Deel 3 van 3: Controleer uw kennis

  1. Versnellingsrichting. Het fysieke concept van versnelling komt niet altijd overeen met de manier waarop het in het dagelijks leven wordt gebruikt. Elke versnelling heeft een richting: in het algemeen zeggen we dat het positief is als het gericht is omhoog of te Rechtsaf en negatief als het gericht is op laag of te links. Bekijk de onderstaande tabel en kijk of uw resolutie klopt:
  2. Forceer richting. Onthoud: een kracht veroorzaakt alleen versnelling in de richting waarin het opereert. Sommige problemen kunnen irrelevante informatie opleveren om u in verwarring te brengen.
    • Voorbeeld: een speelgoedboot met een massa van 10 kg wordt in noordelijke richting versneld tot 2 m / s. De wind waait westwaarts en oefent een kracht van 100 uit Newton op het speelgoed. Bereken de nieuwe noordversnelling van de boot.
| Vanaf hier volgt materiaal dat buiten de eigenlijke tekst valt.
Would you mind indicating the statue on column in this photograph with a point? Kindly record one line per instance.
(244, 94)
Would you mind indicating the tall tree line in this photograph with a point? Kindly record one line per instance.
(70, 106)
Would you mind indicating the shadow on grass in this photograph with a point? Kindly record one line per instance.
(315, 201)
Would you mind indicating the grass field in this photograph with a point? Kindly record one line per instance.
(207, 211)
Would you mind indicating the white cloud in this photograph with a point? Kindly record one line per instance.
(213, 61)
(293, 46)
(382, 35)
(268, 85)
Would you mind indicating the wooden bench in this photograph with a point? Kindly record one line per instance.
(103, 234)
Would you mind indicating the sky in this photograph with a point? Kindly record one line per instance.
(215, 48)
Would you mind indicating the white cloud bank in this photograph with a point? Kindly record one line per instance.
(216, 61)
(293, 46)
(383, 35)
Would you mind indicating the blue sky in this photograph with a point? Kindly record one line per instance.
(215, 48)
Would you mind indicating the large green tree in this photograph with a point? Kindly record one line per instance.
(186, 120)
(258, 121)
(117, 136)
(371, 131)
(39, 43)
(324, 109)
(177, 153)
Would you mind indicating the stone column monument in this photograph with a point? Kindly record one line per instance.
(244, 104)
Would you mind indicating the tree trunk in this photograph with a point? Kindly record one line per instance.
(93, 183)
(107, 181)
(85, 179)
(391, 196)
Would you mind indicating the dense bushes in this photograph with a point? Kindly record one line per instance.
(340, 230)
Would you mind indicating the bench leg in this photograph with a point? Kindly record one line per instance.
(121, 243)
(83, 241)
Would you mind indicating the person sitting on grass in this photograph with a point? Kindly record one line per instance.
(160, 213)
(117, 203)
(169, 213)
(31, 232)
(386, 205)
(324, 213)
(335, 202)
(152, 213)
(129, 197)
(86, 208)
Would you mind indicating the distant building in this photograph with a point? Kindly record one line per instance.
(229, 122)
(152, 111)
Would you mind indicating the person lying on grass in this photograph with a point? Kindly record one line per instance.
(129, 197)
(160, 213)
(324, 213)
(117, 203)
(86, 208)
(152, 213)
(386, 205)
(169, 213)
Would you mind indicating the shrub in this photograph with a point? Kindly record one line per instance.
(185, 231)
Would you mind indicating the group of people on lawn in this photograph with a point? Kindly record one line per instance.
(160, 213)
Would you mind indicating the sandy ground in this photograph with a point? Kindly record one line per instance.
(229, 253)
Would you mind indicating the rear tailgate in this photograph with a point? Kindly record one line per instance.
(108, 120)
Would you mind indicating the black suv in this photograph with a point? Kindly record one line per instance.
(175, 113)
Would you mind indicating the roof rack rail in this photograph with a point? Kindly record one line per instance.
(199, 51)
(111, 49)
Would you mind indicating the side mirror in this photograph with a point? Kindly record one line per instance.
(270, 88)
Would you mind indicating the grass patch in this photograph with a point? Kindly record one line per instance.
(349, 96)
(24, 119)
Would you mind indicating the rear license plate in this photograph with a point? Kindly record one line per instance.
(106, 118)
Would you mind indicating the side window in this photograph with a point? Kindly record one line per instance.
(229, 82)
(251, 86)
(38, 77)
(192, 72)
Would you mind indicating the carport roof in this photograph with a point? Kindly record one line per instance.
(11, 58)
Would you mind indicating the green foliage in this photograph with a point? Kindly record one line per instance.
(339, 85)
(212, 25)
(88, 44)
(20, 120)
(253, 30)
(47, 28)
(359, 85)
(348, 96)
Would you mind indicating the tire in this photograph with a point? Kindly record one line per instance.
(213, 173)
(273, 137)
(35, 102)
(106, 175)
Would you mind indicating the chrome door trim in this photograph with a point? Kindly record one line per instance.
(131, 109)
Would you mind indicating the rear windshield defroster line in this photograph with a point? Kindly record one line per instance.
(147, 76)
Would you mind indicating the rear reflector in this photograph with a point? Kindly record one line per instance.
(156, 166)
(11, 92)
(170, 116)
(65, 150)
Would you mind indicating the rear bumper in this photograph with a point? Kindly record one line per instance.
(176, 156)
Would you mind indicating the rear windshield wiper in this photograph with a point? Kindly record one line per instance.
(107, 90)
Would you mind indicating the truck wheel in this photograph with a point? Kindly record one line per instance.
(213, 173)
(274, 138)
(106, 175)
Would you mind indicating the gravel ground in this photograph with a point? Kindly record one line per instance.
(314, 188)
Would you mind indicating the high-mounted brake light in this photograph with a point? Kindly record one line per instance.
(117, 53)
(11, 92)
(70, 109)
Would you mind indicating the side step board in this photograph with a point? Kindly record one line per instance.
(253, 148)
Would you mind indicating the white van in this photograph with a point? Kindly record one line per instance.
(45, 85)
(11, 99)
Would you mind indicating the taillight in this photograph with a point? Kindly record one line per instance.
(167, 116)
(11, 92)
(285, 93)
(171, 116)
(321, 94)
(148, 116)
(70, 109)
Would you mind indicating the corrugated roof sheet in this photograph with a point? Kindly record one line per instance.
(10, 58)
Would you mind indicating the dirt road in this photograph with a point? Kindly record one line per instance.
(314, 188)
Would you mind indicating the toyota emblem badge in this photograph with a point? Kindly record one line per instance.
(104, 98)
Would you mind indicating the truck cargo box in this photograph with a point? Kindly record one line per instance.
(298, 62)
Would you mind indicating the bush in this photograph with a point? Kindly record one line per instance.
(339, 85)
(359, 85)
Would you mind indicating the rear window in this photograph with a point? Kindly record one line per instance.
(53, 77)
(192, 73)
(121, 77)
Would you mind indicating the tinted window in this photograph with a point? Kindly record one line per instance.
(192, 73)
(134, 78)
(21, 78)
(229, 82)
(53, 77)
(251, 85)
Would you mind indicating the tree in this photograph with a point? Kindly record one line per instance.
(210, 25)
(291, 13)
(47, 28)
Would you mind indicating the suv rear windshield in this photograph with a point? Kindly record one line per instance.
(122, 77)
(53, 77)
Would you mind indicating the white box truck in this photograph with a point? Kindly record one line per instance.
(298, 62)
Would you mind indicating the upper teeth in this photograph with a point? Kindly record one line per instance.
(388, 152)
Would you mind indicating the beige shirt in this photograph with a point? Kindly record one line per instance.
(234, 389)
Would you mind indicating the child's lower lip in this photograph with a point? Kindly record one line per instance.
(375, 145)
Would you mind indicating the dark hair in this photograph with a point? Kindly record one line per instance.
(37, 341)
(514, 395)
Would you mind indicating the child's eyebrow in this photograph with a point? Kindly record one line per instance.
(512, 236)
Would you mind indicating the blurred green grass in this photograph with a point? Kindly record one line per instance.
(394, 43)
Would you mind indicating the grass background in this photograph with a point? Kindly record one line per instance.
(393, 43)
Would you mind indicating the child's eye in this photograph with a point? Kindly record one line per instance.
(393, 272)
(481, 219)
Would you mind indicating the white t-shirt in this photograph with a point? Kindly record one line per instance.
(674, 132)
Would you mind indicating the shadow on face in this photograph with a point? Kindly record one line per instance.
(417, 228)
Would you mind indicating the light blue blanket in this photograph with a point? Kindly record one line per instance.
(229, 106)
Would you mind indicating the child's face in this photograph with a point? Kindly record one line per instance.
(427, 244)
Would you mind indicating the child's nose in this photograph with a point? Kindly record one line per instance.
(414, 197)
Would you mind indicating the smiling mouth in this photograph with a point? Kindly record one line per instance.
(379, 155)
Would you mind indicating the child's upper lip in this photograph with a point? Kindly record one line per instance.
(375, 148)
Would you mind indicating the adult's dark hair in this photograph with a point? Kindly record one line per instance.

    • Antwoord: Aangezien de kracht van de wind loodrecht op de bewegingsrichting staat, heeft deze geen invloed op de beweging in die richting. Daarom zal de boot blijven accelereren met 2 m / s in noordelijke richting.
  3. Resulterende kracht. Als er meer dan één kracht op een object inwerkt, moet u deze combineren om de resulterende kracht te bepalen voordat u de versnelling berekent. Bij vragen met twee dimensies zou de oplossing als volgt zijn:
    • Voorbeeld: Ana trekt een doos van 400 kg naar rechts met een kracht van 150 Newton. Carlos staat aan de linkerkant van de doos en duwt deze met een kracht van 200 Newton. De wind waait naar links met een kracht van 10 Newton. Bereken de versnelling van de doos.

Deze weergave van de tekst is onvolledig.